Le modalità accertative in presenza di cd. cartiere


 


          Per la Corte di Cassazione, in presenza di una cd. cartiera, l’ufficio non può procedere analiticamente ma deve prescindere dalle scritture contabile e accertare il reddito in maniera induttiva.


          Tale principio, comunque, è stato già fatto proprio dalla stessa Amministrazione finanziaria, con la circolare n. 271/E del 21 ottobre 1997, la quale nell’ipotesi specifica di soggetti emittenti fatture per operazioni   inesistenti, si  è  in  presenza  di  un’organizzazione criminosa diretta a frodare il Fisco, e pertanto invita gli uffici a “procedere nei confronti della  cosiddetta cartiera  utilizzando lo strumento dell’accertamento induttivo, prescindendo  dalle  risultanze contabili che rappresentano delle mere finzioni e mirando all’individuazione dell’effettivo  profitto  tratto dagli   organizzatori  dell’attività  illecita. Ciò in quanto  il procedimento  induttivo consente un’approssimazione  più realistica al reddito conseguito, che normalmente non coincide con  l’ammontare  dei ricavi rilevati”.


 


          Ai fini reddituali,  in  conformità  al principio fissato dall’art. 37, comma 3, del D.P.R. n. 600/1973, non si farà  riferimento ai responsabili legali dell’impresa ma a coloro che hanno effettivamente gestito il traffico delle fatture fittizie, conseguendone un profitto”.


          Naturalmente, ai fini Iva, per espressa previsione   normativa, confermata nella sentenza in esame, “se viene  emessa  fattura  per  operazioni inesistenti, ovvero se nella fattura i corrispettivi delle operazioni o le  imposte relative sono indicati in misura superiore a quella reale, l’imposta è dovuta per l’intero ammontare indicato o corrispondente alle indicazioni della fattura” (art. 21,  comma  7, del  D.P.R.  26 ottobre 1972, n. 633).


          Si rileva che la stessa circolare n. 271/97 si occupa pure della diversa ipotesi di soggetti utilizzatori di fatture per operazioni inesistenti, distinguendo l’ipotesi in cui le operazioni siano soggettivamente ed oggettivamente inesistenti, al fine  di  esporre  un reddito  inferiore  a quello reale, e l’ipotesi in cui  le  fatture  siano solo soggettivamente fittizie, allo scopo di coprire costi effettivamente sostenuti ma non documentabili.
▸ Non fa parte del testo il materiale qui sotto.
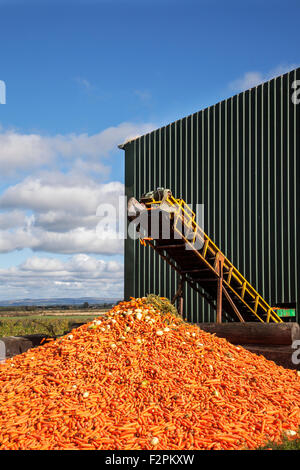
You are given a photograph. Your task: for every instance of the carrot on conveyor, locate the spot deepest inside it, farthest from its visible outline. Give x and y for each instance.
(140, 378)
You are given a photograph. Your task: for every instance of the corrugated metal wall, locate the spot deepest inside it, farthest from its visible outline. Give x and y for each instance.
(239, 158)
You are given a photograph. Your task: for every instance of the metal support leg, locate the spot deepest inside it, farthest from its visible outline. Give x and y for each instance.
(219, 267)
(179, 296)
(219, 299)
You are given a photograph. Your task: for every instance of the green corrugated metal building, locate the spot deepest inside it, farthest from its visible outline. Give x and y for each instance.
(241, 159)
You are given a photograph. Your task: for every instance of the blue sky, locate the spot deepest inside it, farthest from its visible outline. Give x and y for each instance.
(82, 76)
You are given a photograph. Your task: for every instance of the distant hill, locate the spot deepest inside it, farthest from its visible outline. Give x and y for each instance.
(56, 301)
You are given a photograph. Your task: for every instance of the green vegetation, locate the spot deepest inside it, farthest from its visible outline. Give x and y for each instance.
(34, 324)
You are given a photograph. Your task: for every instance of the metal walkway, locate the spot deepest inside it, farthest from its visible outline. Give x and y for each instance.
(179, 240)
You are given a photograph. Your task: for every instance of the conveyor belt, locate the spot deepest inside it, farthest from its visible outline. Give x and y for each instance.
(199, 262)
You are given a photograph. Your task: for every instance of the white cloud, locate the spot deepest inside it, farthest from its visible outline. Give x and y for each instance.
(77, 276)
(63, 218)
(40, 195)
(254, 78)
(12, 219)
(26, 151)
Nel  primo  caso  si  deve  necessariamente procedere  alla  ripresa analitica a tassazione delle spese fittizie”. Nel secondo caso, pur ritenendo che preliminarmente sia necessario procedere analiticamente, “qualora con tale  metodo  si pervenga  ad un risultato irrealistico sul piano economico, è  opportuno procedere  ad  un  accertamento induttivo tenendo  conto  di  tutti  gli elementi  utili a quantificare un reddito ragionevole ed attendibile. Procedimento  quest’ultimo che è legittimato dall’inattendibilità  delle scritture  contabili, di cui la presenza di fatture fittizie costituisce prova”.


 


Francesco Buetto


16 Dicembre 2008


nell’aprile 2009 pubblicato un intervento sulla medesima materia… clicca qui…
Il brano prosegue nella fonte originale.